Before recommending the conclusion of this review to clinical practicers, we have to consider the following weaknesses in this review. (1) Firstly, the “randomization” was not clear in most of the trials for insufficient reporting of generation methods of the allocation sequence and allocation concealment. Most trials stated only that patients were randomly assigned. (2) Secondly, most of trials did not introduce double blind in this review, and only one trial introduced blinding of outcome assessment, therefore, in non-placebo-controlled and non-double-blind trials, placebo effects may add to the complexity of interpreting the conclusion. (3) Most of the trials did not introduce the study plan, attrition bias and selective reporting bias might exist in this conclusion. (4) Thirdly, funnel plot indicated that publication bias would exist in this review. The reasons are as follows. We only selected trials published in Chinese and English, and trials published in other language or originated from other countries might be omitted; we only identified unpublished studies from conference paper or academic thesis, and negative trials might not be reported and induced publication bias.

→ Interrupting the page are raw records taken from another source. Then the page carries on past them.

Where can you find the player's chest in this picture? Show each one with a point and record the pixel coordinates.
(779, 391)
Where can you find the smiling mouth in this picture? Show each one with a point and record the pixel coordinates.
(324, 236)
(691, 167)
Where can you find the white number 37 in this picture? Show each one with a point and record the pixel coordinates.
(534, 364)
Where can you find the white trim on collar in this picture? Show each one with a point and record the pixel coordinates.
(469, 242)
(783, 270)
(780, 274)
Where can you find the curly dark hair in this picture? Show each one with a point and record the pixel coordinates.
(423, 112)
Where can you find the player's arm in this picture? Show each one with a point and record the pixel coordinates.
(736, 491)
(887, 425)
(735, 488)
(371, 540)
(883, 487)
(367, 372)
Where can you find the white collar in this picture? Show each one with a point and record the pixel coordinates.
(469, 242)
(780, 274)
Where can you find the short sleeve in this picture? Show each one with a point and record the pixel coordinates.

Therefore, further rigorously designed trials are still needed before Xuezhikang could be recommended to patients with CHD complicated by dyslipidemia, especially as an alternative to statins. Whether or not long-term medication of Xuezhikang could provide similar benefit to statins for CHD secondary prevention with less adverse events? Is it related to the target lipid value? All of these need to be answered in the future investigation.

5. Conclusion

Xuezhikang showed a comprehensive lipid-regulating effect and was safe and effective in reducing CHD mortality, the incidence of myocardial infarction and revascularization in CHD patients complicated by dyslipidemia. However, the small sample size and potential bias of most trials influence the convincingness of this conclusion. Before recommending Xuezhikang as an alternative to statins in CHD patients, more rigorous trials with high quality are needed to give high level of evidence, especially for comparing the effectiveness and safety between Xuezhikang and statins.

Authors’ Contributions

J. Liu and H. Xu conceived and designed the review and performed interpretation of the review; Q. Shang, Z. Liu developed the search strategy and did the literature search, study selection, data extraction, data analyses and interpretation; K. Chen provided methodological perspectives and revised review. All of authors contributed to writing the review.